Thursday, August 20, 2015

M&A: Determining price and structure

Pricing a company for an acquisition isn’t quite as simple as just carrying out a traditional Discounted Cash Flow analysis. Let me use a sporting analogy, which may make some sense. Sometimes a team seems to pay what is far in excess the market value for a player from another team. And onlookers says something along the lines of, “he was only worth half that.”  But if he’s the player that makes that team complete and the team goes on to win the championship, then clearly, they didn’t overpay.

It’s not entirely different when valuing an acquisition. For example, some of the prevailing thinking among companies right now is that “we will not pay more than the market price for that company.”  It’s understandable in some ways: as soon as a CEO pays over the market price for an acquisition, someone in the financial press is going to mutter “management hubris.”  But what’s important in pricing an acquisition is its value to the buyer and not the value which the market says.
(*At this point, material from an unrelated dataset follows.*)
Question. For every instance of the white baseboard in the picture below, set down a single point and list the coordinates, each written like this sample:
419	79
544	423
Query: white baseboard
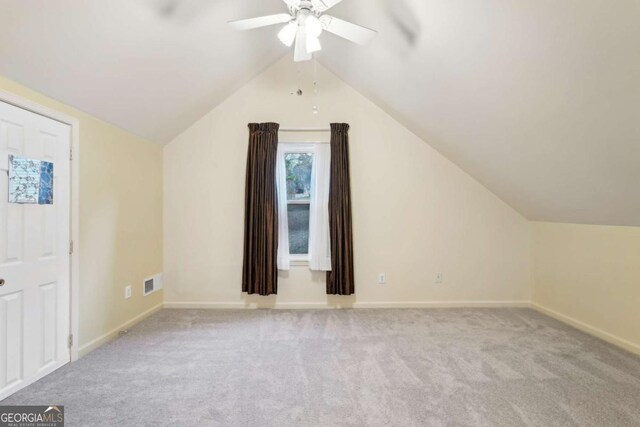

That is a conceptual difference where the sophisticated buyers in corporate acquisitions are making a difference.

So let’s say the market is telling a company that a firm should trade at six times it normalized EBITDA and instead, they pay seven to eight times; does it mean they’ve overpaid? Of course, we can’t rule out the possibility that they did.  But if the target company is special to them, meaning that it’s a good strategic fit (just like the seemingly overpriced player that fills the position in the sports analogy), frankly they haven’t overpaid. This is the kind of wisdom that should drive an acquiring firm’s maximum value before entering negotiations.

The market price suggested for the firm or something just below it is a good opening gambit when entering negotiations. It establishes trust between your firm and the target, in that it’s a serious offer, while still giving you flexibility to move the price upward if negotiations lead that way. Keep in mind that the maximum price you establish before negotiations constitute a limit and not a target. Another consideration is the bigger the difference between the market price and your maximum value, the more likely it is that you’ve found a really good target. It’s important to stress here that I would never advocate paying over the value of what a company is worth. What I am saying is that a company’s value essentially depends on the acquirer.

This is why the best valuations aren’t quite as simple as estimating the cash flow of the acquired firm; there are lots of specifics to each valuation: are you acquiring access to new markets which will increase the revenue for your existing products? Are there synergies present in the deal which will allow you to significantly cut back on operating costs?  Does the acquisition of the firm provide you with a patent that advance the technology your firm possesses? These are just some of the potential questions that affect the pricing of the value of the target to a firm, but each firm will be asking different questions.

Valuations are underpinned by the structure of the deal. What we’re seeing for in the market at the moment is a 60/40 breakdown of cash and equity but just as with value, this depends on the situation. The old saying, “you name the price and I’ll name the structure,” comes into play. Therefore, in addition to entering negotiations with a negotiation opening price and a ceiling price for the target, you’ve got to keep in mind what concessions you’re willing to give up for the structure: are you happy to provide promissory notes or warrants? How much equity are you willing to give up? How much debt should you take on?


What I hope I have shown here is that reaching the best possible pricing and structure of a deal is an intricate process. It’s different every time – acquiring managers are sometimes surprised at what the target firm’s management value highly and vice versa. Above all, I hope to have shown that by setting parameters for pricing and structure before entering negotiations, acquiring firms give themselves the best opportunity for maximizing the deal.